Abstract

Cerato-ulmin is a surface protein that belongs to the class of fungal proteins known as hydrophobins. This class II hydrophobin is produced throughout the life cycle and in all developmental stages of Ophiostoma novo-ulmi and O. ulmi; the aggressive and non-aggressive pathogens responsible for Dutch elm disease. Since yeast/mycelial transitions are often important to pathogenesis in dimorphic fungi such as Ophiostoma, we have examined the levels and abundance of cu mRNA in the yeast and mycelial stages of this fungus. The fungus contains one copy of the cu gene per haploid genome, located on chromosome IV. Our studies have been done using phosphoimager-based Northern analysis and real-time quantitative RT-PCR (qRT-PCR) to measure levels of cu mRNA. These measurements were made in both yeast-like and mycelial stages of the pathogen. Two wild-type, aggressive, strains of O. novo-ulmi (VA30 and H327) and one wild type non-aggressive strain of O. ulmi (H5) were analysed. As controls, we have utilized two types of mutants that we had previously generated, the null cu mutants THEK5-8 and THEK5-8-1, and a cu over-expression mutant, H5-tf16. Data generated by both Northern hybridization and real-time qRT-PCR analyses demonstrate that there is no cu mRNA transcription in the null mutants. The Northern analysis clearly showed that the over-expressing mutant H5-tf16 produces much more cu mRNA than the non-aggressive or aggressive strains. The quantitative data generated using qRT-PCR demonstrated that mycelium generally had 20-60% more cu mRNA than the yeast form.
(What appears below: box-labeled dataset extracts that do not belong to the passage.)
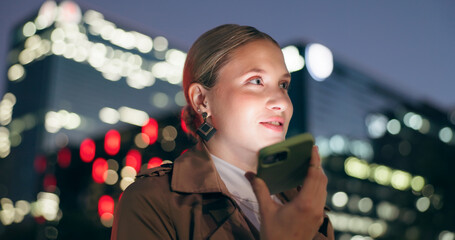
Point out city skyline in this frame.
[0,0,455,111]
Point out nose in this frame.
[267,89,292,112]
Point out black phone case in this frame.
[257,133,314,194]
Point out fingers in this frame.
[310,145,321,168]
[245,172,274,216]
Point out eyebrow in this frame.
[243,68,291,78]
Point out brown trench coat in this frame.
[111,145,334,240]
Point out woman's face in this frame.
[207,40,293,152]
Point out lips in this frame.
[259,117,284,132]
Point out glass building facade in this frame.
[0,1,455,240]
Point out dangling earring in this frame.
[196,112,216,142]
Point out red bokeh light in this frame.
[57,148,71,168]
[98,195,114,216]
[125,149,142,172]
[33,156,47,173]
[142,118,158,145]
[80,138,96,162]
[147,157,163,168]
[43,174,57,192]
[104,129,120,155]
[180,108,190,133]
[92,158,108,183]
[180,148,188,155]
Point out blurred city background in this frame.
[0,1,455,240]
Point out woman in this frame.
[112,24,333,239]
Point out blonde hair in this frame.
[182,24,279,138]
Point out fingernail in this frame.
[245,172,255,182]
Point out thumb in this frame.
[245,172,274,216]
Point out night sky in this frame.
[0,0,455,111]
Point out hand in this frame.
[245,146,327,240]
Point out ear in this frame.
[188,83,211,116]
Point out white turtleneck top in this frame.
[210,154,281,230]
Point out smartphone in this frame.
[257,133,314,194]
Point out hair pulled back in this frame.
[182,24,279,138]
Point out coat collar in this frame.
[171,143,229,196]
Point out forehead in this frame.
[221,39,287,74]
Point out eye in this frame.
[280,81,290,90]
[248,77,263,85]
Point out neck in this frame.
[204,141,258,173]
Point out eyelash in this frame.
[248,77,290,91]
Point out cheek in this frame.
[213,94,258,127]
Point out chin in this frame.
[260,137,284,148]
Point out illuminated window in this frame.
[126,149,142,172]
[147,157,163,168]
[92,158,108,183]
[33,156,47,173]
[57,148,71,168]
[80,138,96,162]
[104,130,120,155]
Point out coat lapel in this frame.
[171,144,259,239]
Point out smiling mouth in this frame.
[262,121,283,126]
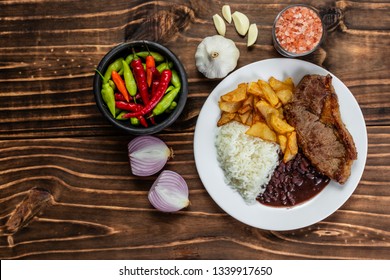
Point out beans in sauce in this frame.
[256,151,330,207]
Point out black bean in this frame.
[314,177,322,186]
[306,173,314,180]
[292,177,303,187]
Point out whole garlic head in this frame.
[195,35,240,79]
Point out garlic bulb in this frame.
[195,35,240,79]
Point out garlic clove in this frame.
[232,11,249,36]
[213,14,226,36]
[247,23,259,47]
[222,5,232,23]
[195,35,240,79]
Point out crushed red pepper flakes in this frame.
[275,6,323,54]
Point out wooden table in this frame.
[0,0,390,259]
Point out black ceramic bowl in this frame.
[93,41,188,135]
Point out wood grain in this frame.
[0,0,390,259]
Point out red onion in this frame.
[148,170,190,212]
[128,136,173,176]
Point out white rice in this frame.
[216,121,279,204]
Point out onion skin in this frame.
[148,170,190,212]
[128,135,172,176]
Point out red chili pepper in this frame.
[150,80,160,98]
[111,70,130,102]
[114,93,126,101]
[137,116,148,127]
[115,101,143,112]
[123,69,172,118]
[146,54,156,87]
[131,49,149,105]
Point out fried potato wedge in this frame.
[237,104,252,114]
[257,80,279,106]
[221,83,247,102]
[247,82,263,96]
[275,89,292,105]
[217,77,298,162]
[238,111,252,125]
[268,77,294,91]
[217,112,236,127]
[269,114,295,134]
[283,131,298,163]
[277,134,287,154]
[256,100,279,123]
[245,122,276,142]
[218,101,243,113]
[283,77,294,87]
[287,131,298,155]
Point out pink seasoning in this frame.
[275,6,323,54]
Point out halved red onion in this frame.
[128,135,173,176]
[148,170,190,212]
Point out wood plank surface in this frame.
[0,0,390,259]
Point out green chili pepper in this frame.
[156,62,173,73]
[125,54,134,64]
[165,101,177,113]
[100,83,115,118]
[153,88,180,116]
[130,118,140,126]
[171,69,181,88]
[103,58,123,83]
[122,60,137,96]
[108,80,116,91]
[164,86,175,94]
[137,51,165,62]
[115,111,128,121]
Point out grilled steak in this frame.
[284,75,357,184]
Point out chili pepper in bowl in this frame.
[94,41,187,134]
[101,83,115,117]
[103,58,123,83]
[125,70,172,118]
[146,52,156,87]
[130,49,149,104]
[122,60,137,96]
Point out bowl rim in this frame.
[93,40,188,135]
[272,3,326,58]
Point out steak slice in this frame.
[284,75,357,184]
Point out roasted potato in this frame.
[276,89,292,105]
[221,83,247,102]
[218,101,243,113]
[283,131,298,163]
[256,100,279,123]
[269,114,295,134]
[277,134,287,154]
[248,82,263,96]
[217,112,236,127]
[246,122,276,142]
[257,80,279,106]
[217,77,298,162]
[268,77,294,91]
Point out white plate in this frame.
[194,58,367,230]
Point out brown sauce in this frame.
[256,151,330,207]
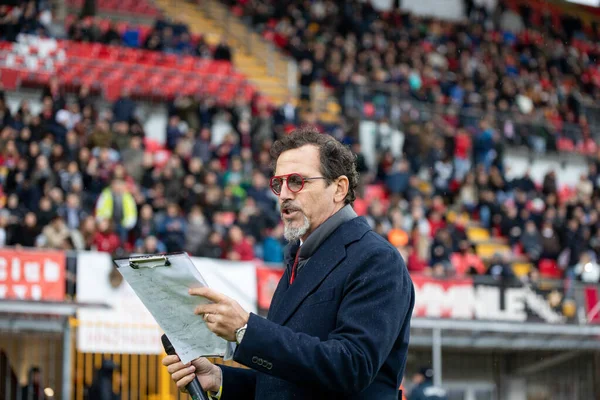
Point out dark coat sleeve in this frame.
[234,246,414,394]
[219,365,256,400]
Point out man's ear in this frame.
[333,175,350,203]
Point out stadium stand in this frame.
[0,3,600,284]
[67,0,159,18]
[0,0,600,400]
[229,1,600,153]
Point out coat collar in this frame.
[269,217,371,325]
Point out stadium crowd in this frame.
[0,78,600,281]
[0,1,600,288]
[67,16,232,61]
[233,0,600,151]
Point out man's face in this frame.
[275,145,343,241]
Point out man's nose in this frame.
[279,182,295,203]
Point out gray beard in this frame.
[283,214,310,242]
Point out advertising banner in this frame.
[0,249,66,301]
[412,276,569,324]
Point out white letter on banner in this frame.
[447,285,475,319]
[0,257,8,282]
[421,282,447,318]
[31,285,42,300]
[23,261,41,282]
[13,285,27,300]
[504,288,527,322]
[44,258,60,282]
[11,257,21,282]
[475,285,500,319]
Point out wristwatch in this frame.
[235,324,248,344]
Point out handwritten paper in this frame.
[115,253,231,363]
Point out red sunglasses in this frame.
[270,173,327,196]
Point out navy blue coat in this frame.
[221,217,415,400]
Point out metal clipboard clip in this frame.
[129,256,171,269]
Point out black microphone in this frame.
[160,334,208,400]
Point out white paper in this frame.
[115,253,231,364]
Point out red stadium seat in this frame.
[0,68,20,90]
[539,258,563,279]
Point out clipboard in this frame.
[113,253,234,364]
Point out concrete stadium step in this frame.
[155,0,290,104]
[202,0,341,118]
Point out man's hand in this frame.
[189,288,250,342]
[162,355,222,392]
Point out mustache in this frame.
[281,201,302,211]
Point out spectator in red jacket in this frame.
[93,220,121,254]
[225,225,254,261]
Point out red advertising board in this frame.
[256,266,284,310]
[0,249,66,301]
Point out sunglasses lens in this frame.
[271,178,283,194]
[288,174,304,192]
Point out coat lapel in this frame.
[269,217,370,325]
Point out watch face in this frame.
[235,328,246,343]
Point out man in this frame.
[408,367,448,400]
[163,130,414,400]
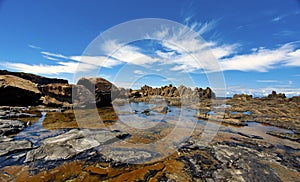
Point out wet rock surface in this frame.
[0,75,41,106]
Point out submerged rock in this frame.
[0,119,26,136]
[0,140,32,156]
[152,106,169,114]
[0,75,41,106]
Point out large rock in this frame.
[0,120,26,136]
[39,84,95,108]
[131,84,216,100]
[77,78,118,107]
[0,70,68,85]
[0,140,32,156]
[25,129,124,162]
[0,75,41,106]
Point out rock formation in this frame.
[130,84,216,99]
[0,75,41,106]
[77,78,117,107]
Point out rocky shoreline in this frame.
[0,71,300,181]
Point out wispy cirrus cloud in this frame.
[28,44,43,50]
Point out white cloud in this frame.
[102,40,158,66]
[4,21,300,78]
[41,51,69,59]
[226,86,300,97]
[69,56,121,68]
[220,43,300,72]
[28,44,42,50]
[3,62,92,75]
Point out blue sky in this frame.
[0,0,300,96]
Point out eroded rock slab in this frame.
[266,131,300,143]
[0,140,32,156]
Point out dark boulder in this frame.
[0,70,68,85]
[0,75,41,106]
[77,78,118,107]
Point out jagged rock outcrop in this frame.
[0,70,68,85]
[233,94,253,101]
[0,75,41,106]
[39,84,95,108]
[77,78,118,107]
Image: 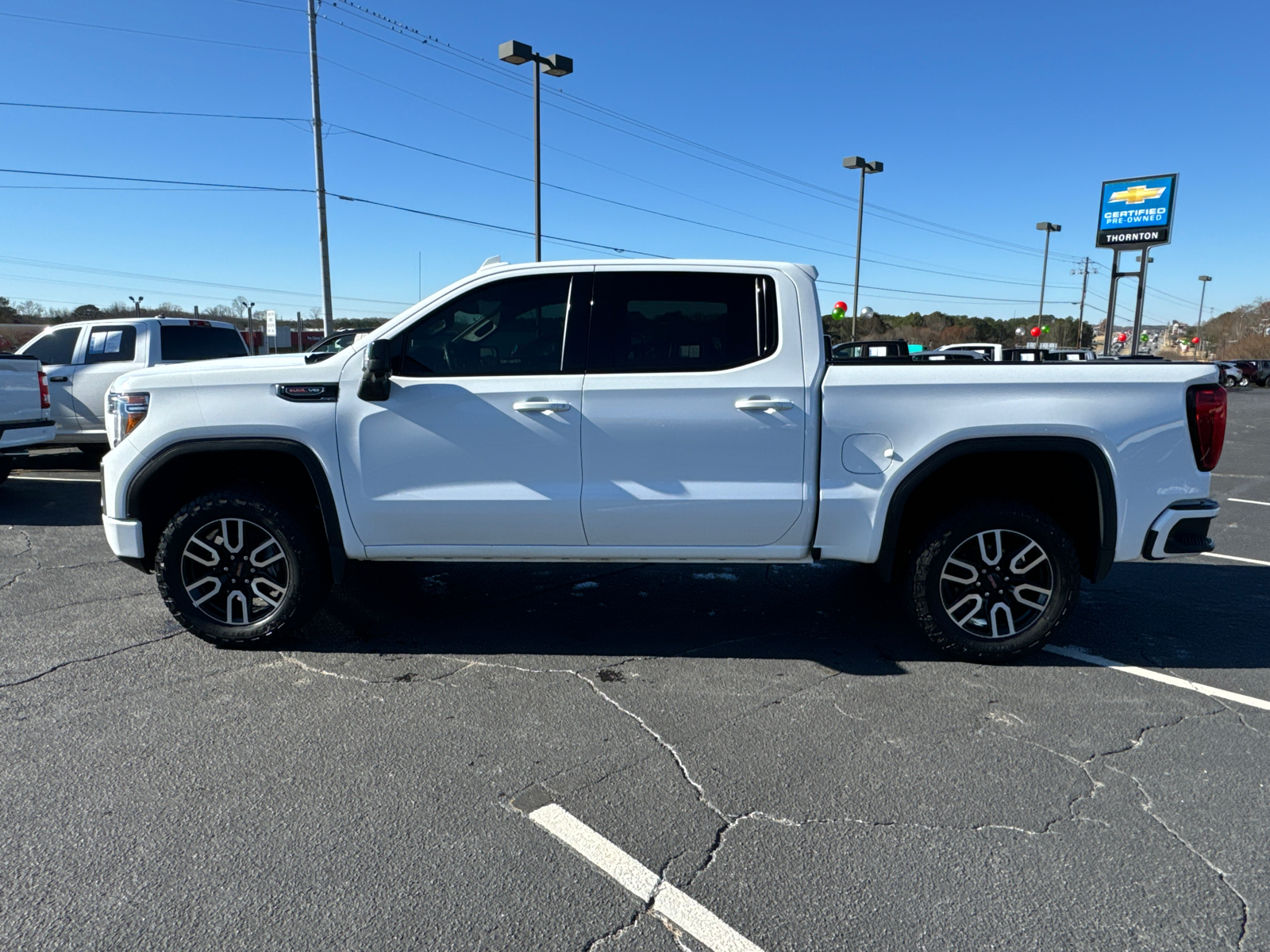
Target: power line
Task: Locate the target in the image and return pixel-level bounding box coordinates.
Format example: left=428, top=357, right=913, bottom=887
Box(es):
left=0, top=102, right=309, bottom=123
left=314, top=0, right=1092, bottom=260
left=0, top=95, right=1087, bottom=293
left=0, top=10, right=305, bottom=55
left=0, top=169, right=664, bottom=258
left=0, top=255, right=402, bottom=305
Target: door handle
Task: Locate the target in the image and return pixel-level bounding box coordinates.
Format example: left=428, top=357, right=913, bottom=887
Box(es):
left=733, top=397, right=794, bottom=410
left=512, top=400, right=573, bottom=414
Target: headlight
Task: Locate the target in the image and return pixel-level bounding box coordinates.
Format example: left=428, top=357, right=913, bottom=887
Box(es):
left=106, top=393, right=150, bottom=449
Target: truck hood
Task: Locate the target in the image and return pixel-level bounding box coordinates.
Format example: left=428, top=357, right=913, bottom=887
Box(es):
left=110, top=347, right=357, bottom=391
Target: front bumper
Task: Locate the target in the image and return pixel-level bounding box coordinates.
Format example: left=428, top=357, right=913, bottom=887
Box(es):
left=1141, top=499, right=1222, bottom=561
left=0, top=420, right=57, bottom=449
left=102, top=516, right=146, bottom=559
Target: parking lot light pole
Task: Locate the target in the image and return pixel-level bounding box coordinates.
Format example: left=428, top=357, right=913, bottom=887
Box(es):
left=1195, top=274, right=1211, bottom=360
left=842, top=155, right=881, bottom=340
left=1037, top=221, right=1063, bottom=360
left=498, top=40, right=573, bottom=262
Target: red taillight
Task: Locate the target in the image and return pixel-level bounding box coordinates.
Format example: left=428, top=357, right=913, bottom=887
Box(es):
left=1186, top=383, right=1226, bottom=472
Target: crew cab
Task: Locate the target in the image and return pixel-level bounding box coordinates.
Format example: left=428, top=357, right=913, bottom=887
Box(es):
left=102, top=260, right=1226, bottom=658
left=17, top=317, right=246, bottom=455
left=0, top=354, right=57, bottom=482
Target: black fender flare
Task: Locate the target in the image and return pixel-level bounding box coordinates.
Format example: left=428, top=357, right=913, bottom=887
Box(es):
left=125, top=436, right=348, bottom=585
left=876, top=436, right=1118, bottom=582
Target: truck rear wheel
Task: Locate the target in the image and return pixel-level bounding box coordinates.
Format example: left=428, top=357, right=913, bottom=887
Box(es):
left=155, top=490, right=328, bottom=647
left=904, top=503, right=1081, bottom=662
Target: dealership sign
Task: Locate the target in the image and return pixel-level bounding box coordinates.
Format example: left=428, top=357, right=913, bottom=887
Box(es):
left=1097, top=175, right=1177, bottom=248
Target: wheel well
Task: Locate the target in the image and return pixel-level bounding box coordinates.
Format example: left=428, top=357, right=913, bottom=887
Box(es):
left=878, top=440, right=1115, bottom=582
left=127, top=443, right=344, bottom=582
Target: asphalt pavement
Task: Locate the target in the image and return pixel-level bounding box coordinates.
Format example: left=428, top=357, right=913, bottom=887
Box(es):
left=0, top=389, right=1270, bottom=952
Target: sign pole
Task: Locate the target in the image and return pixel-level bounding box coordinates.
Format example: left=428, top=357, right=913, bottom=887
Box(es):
left=1129, top=245, right=1151, bottom=357
left=1103, top=249, right=1120, bottom=357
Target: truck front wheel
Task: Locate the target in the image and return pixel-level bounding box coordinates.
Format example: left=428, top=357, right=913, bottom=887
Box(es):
left=155, top=490, right=326, bottom=647
left=906, top=503, right=1081, bottom=662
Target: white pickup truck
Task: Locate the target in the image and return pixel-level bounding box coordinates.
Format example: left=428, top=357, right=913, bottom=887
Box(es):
left=17, top=317, right=246, bottom=455
left=0, top=354, right=57, bottom=482
left=103, top=260, right=1226, bottom=658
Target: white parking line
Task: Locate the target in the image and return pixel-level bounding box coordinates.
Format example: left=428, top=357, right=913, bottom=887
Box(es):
left=9, top=474, right=100, bottom=482
left=1200, top=552, right=1270, bottom=565
left=529, top=804, right=764, bottom=952
left=1044, top=645, right=1270, bottom=711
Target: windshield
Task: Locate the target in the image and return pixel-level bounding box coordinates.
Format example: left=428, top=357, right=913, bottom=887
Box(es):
left=302, top=330, right=357, bottom=354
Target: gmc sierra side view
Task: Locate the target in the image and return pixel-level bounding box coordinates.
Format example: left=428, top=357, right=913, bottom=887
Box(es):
left=102, top=260, right=1226, bottom=658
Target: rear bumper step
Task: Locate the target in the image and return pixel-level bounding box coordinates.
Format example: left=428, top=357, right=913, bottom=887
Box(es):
left=1141, top=499, right=1222, bottom=561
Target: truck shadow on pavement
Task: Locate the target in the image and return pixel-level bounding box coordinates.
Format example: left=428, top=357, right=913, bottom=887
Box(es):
left=0, top=472, right=102, bottom=525
left=283, top=562, right=1270, bottom=675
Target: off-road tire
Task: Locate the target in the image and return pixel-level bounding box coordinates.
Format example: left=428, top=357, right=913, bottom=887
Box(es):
left=904, top=501, right=1081, bottom=662
left=155, top=489, right=329, bottom=647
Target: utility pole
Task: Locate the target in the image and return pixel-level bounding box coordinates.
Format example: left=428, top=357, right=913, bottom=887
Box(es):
left=309, top=0, right=334, bottom=336
left=1037, top=221, right=1063, bottom=360
left=1195, top=274, right=1211, bottom=360
left=842, top=155, right=883, bottom=340
left=1072, top=258, right=1097, bottom=347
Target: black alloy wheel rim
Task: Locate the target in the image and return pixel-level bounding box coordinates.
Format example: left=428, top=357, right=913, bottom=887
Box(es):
left=180, top=519, right=291, bottom=628
left=940, top=529, right=1054, bottom=641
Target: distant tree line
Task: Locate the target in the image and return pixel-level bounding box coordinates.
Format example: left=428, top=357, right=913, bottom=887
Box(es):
left=823, top=311, right=1094, bottom=349
left=1192, top=297, right=1270, bottom=360
left=0, top=297, right=387, bottom=330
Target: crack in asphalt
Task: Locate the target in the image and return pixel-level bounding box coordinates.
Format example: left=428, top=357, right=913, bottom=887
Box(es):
left=1126, top=774, right=1249, bottom=952
left=0, top=631, right=180, bottom=688
left=0, top=529, right=42, bottom=597
left=263, top=644, right=1256, bottom=952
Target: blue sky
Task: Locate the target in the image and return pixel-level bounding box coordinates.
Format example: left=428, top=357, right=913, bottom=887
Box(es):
left=0, top=0, right=1270, bottom=322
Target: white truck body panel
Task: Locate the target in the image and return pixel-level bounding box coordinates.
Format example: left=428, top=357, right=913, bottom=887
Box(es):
left=0, top=354, right=57, bottom=451
left=19, top=317, right=245, bottom=444
left=817, top=362, right=1213, bottom=562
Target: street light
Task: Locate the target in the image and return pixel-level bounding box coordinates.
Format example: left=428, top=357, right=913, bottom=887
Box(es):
left=1037, top=221, right=1063, bottom=360
left=1195, top=274, right=1211, bottom=360
left=842, top=155, right=881, bottom=340
left=498, top=40, right=573, bottom=262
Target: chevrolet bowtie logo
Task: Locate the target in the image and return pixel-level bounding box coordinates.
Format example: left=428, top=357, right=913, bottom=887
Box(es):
left=1107, top=186, right=1164, bottom=205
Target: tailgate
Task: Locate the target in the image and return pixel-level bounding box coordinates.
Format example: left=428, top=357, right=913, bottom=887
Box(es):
left=0, top=354, right=48, bottom=427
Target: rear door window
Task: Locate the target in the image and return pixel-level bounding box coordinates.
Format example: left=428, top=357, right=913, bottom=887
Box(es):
left=159, top=324, right=246, bottom=360
left=84, top=324, right=137, bottom=363
left=587, top=271, right=776, bottom=373
left=23, top=328, right=80, bottom=367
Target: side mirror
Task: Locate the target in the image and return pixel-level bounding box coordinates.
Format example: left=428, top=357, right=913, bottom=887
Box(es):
left=357, top=338, right=392, bottom=402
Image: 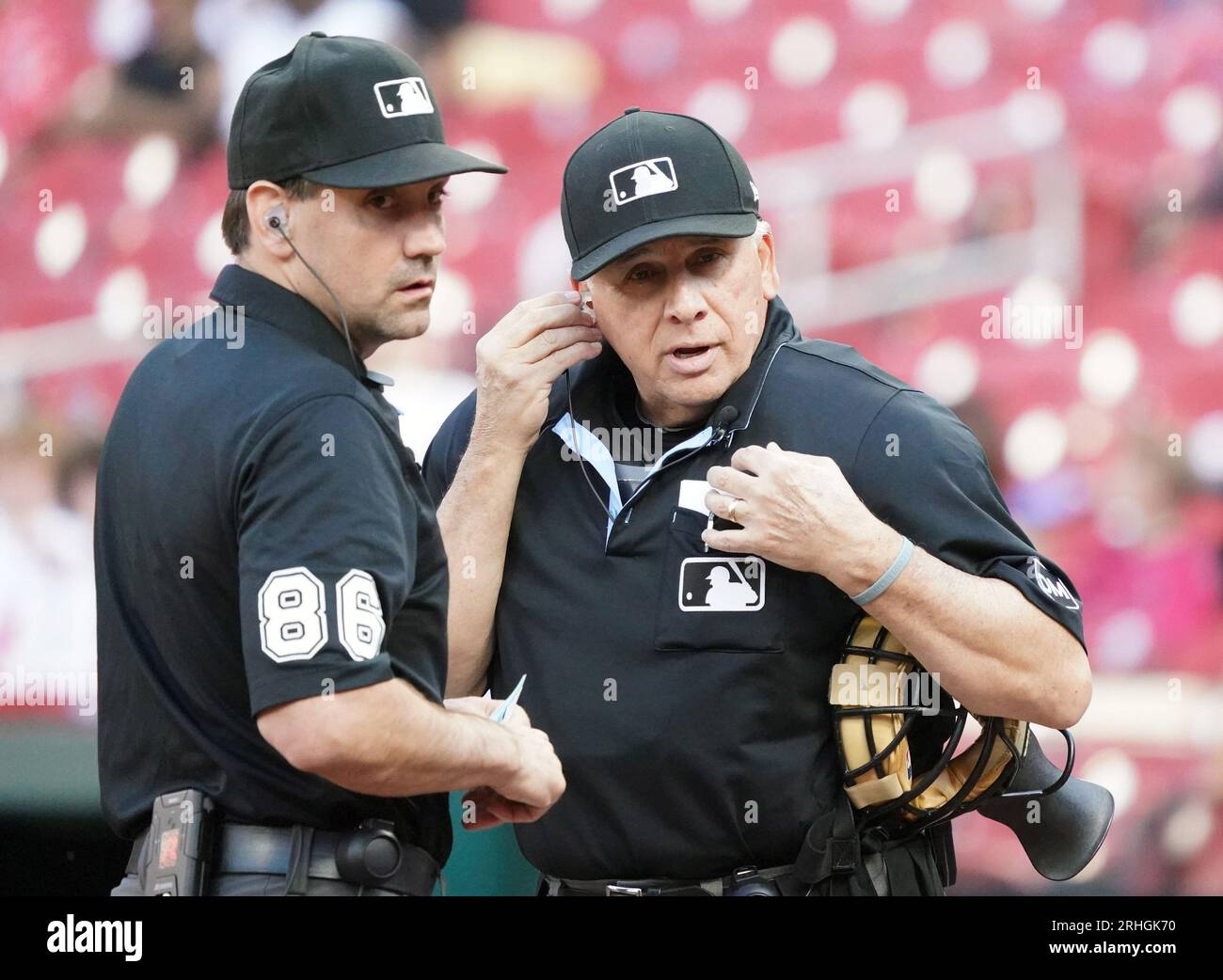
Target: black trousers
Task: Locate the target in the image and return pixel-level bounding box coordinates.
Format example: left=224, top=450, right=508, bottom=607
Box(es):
left=110, top=875, right=404, bottom=898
The non-aggressive strain of O. ulmi (H5) produces one-tenth as much cu mRNA as the aggressive strains (VA30 and H327). When transformed with additional copies of the cu gene, this same non-aggressive strain (H5-tf16) expressed about 20 times more cu mRNA than the wild type H5 strain. These data were consistently generated in multiple real-time qRT-PCR experiments with different RNA preparations, clearly demonstrating that the quantitative abundance values obtained were reproducible. Our study represents the first report on the use of real-time qRT-PCR to compare and quantify gene transcription in different growth phases of a fungal pathogen.